На Литве Януш Радзивилл, собрав навербованное войско Великого княжества Литовского, двинулся из Бреста в Туров, захватил у казаков Мозырь, вырезав весь казацкий гарнизон, а казацкого ватажка Махненко посадил на кол. Товарищ гусарский Богуслав Казимир Мацкевич потом рассказывал об этом: "Полковник Махненко был посажен на кол с другими. Князь пан гетман Радзивилл хотел посмотреть на трупы и поехал на поле битвы, велев двоим товарищам из каждой хоругви охранять себя. И когда между холмами и кустами, голыми в то зимнее время, объезжали мы трупы казненных, то единственную утеху имели, охотясь на людей, будто на диких зверей, ибо неприятели, убегая по болотам и рвам, каждый старался спрятаться в зарослях, но они ведь были голыми, каждый из неприятелей был виден сверху, и наши одни из ружей, другие из мушкетов каждый своего убивал, если же кто-нибудь, будто заяц, прокрадывался в поле, то и там не спасался, потому что хоругви (воинские части), стоявшие в поле, увидев этих беглецов, рубили их и всячески истязали".
Радзивилл пошел дальше и стал под Бобруйском. Злобно морщился при рассказах о хлопской отваге, крутил свой пшеничный ус, ждал, что придут умолять о милости, но никто не приходил, вышли с процессией священники, а казацкий гарнизон засел в деревянной башне и не хотел сдаваться, когда же увидели, что не будет спасения ниоткуда, сами себя сожгли, а кто выскочил, тот попал на колы, которые Радзивилл велел приготовить для непокорных. Среди них были полковник бобруйский Поддубский, который несколько часов еще мучился, просил дать воды напиться и в церкви по душе своей звонить, чтобы послушать похоронный звон по себе.
Где еще на свете есть такие люди! Презрение к смерти вознаграждалось им свободой, я же чувствовал, что теряю свободу с каждым днем больше и больше. Все от меня чего-то ждут, просят, требуют, надеются: казаки и посполитые, мещане и старшины, соседние державы и отдаленные властелины, король и султан, князья и воеводы, церковные иерархи и умы независимые. От всех я теперь, выходит, становился зависимым, всем был чем-то обязан, всем должен был служить, а мне - никто. Я каждому кланялся и перед каждым заискивал, но гордо выпрямлялся и голос мой гремел, когда речь заходила о земле моей и ее свободе. Я метался от одного могущественного владыки к другому, порой прибегал к хитрости, давал обещания, которых вовсе не собирался осуществлять, но во всем этом никогда не переходил межи, отделявшей свободу народа от рабства. Ни один чужой воин не вошел в Украину без моего согласия, все мои заверения о подданстве королю, султану или хану даже так и оставались на бумаге, ибо вызваны они были тяжкими потребностями момента, но я ведал хорошо, что следующая волна смоет и сотрет их бесследно. Во имя будущего я вел нелегкую и опасную игру, и кто же меня осудит за это!

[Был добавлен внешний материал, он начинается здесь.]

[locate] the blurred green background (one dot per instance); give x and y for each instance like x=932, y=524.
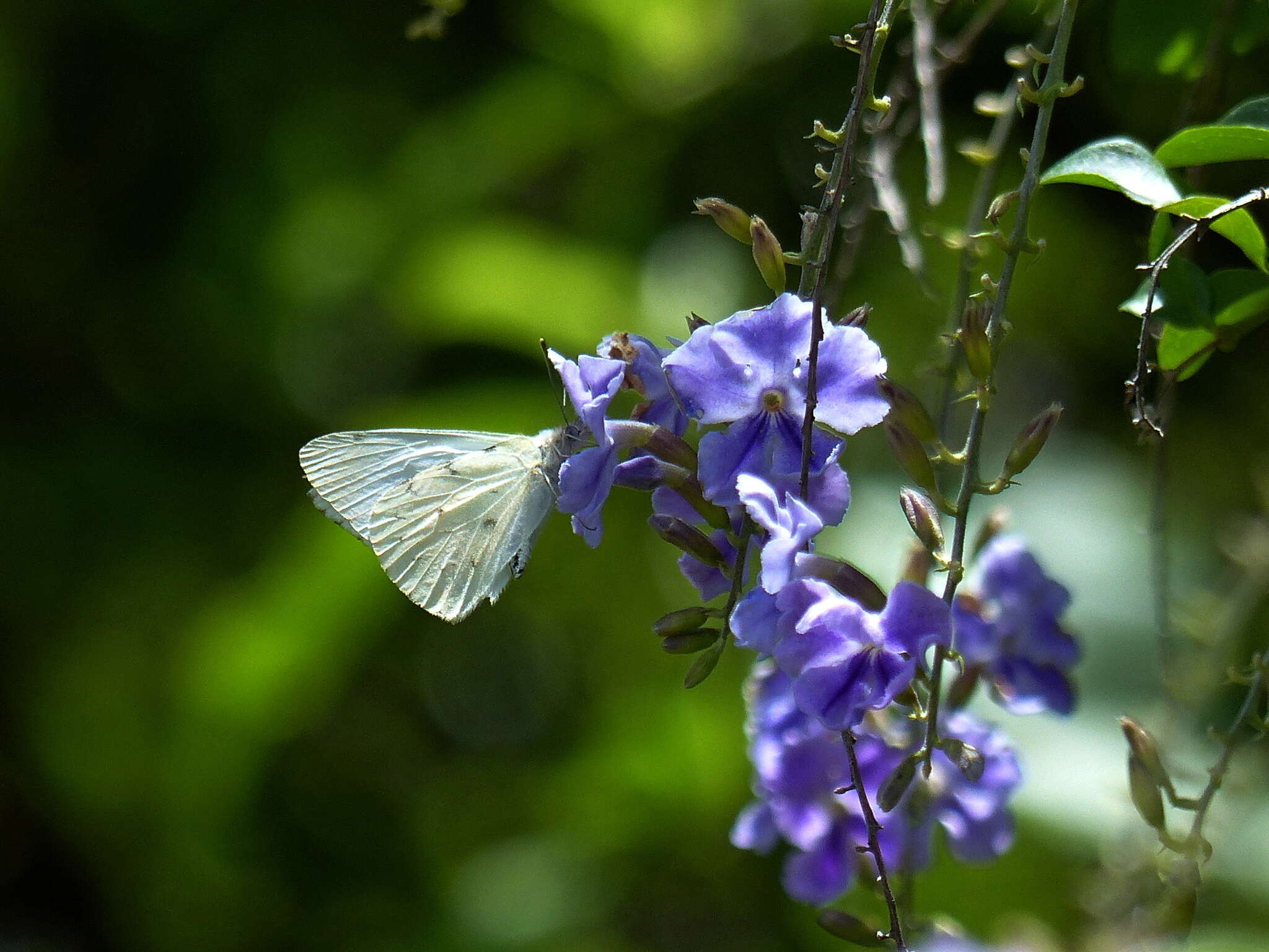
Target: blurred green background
x=235, y=226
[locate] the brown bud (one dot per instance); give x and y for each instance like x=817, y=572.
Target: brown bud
x=768, y=254
x=1031, y=441
x=845, y=578
x=690, y=538
x=1145, y=793
x=726, y=216
x=910, y=455
x=682, y=621
x=907, y=408
x=923, y=518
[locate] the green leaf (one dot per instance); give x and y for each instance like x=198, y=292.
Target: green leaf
x=1179, y=344
x=1183, y=296
x=1118, y=164
x=1241, y=134
x=1239, y=226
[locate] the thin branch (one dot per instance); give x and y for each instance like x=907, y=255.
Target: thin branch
x=825, y=230
x=1143, y=414
x=1230, y=741
x=1048, y=94
x=928, y=97
x=857, y=781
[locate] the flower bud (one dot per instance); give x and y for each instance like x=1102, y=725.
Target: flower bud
x=967, y=758
x=918, y=564
x=705, y=664
x=1145, y=793
x=973, y=338
x=1031, y=441
x=847, y=927
x=726, y=216
x=923, y=518
x=856, y=318
x=895, y=786
x=907, y=408
x=910, y=455
x=844, y=578
x=690, y=641
x=995, y=523
x=682, y=621
x=667, y=446
x=1143, y=747
x=690, y=538
x=768, y=254
x=962, y=688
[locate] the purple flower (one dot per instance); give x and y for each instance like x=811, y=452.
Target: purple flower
x=799, y=763
x=788, y=523
x=749, y=371
x=1009, y=627
x=845, y=659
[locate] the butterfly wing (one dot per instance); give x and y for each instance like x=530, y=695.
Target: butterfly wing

Королевские комиссары присматривались к тому, как полнится гетманский двор посольскими оршаками-свитами, их била лихорадка нетерпения, они переписывались с моим генеральным писарем, добиваясь начала своей комиссии, я же советовал панам комиссарам получше подумать о кровопролитии, творящемся на Литве, грозясь, что за одного моего полковника, которого Радзивилл велел посадить на кол, сделаю то же самое с четырьмя тысячами ляшских пленных, которых имею с Кодака и Бара.
Кисель рвался ко мне, я не пускал к себе, спихивал на Выговского, чтобы он стал моим ухом, там пан сенатор давал себе волю в разглагольствованиях и поучениях. Не отставал от него и мой генеральный писарь. Верные люди вносили мне в уши каждое слово Киселя и пана Ивана, и утешения от этого было мало.
Кисель возмущался: "Хлопы нахальны в счастье. Я избран вестником мира, а не вестником войны, а пан Хмельницкий трактует меня таким унизительным способом. Разве не видит, что без моих советов утонет в этом море хлопской ребелии и своевольства? Если хочет уберечься, пусть поскорее отделяет казаков от посольства, составляет реестр из самого пограничного казачества, обеспечивает свои собственные дела и со всем послушным ему Запорожским Войском уходит на Запорожье, а уж мы бы умиротворили всех, не прибегая ни к каким тиранствам, но и не разрешая мятежному плебсу поднимать голову. Хмельницкий чинит невыносимую пролонгацию для комиссаров, а должен был бы взяться за ум и начать трактаты. Кто же склонит его к этому, тот получит вечную благодарность от короля и отчизны".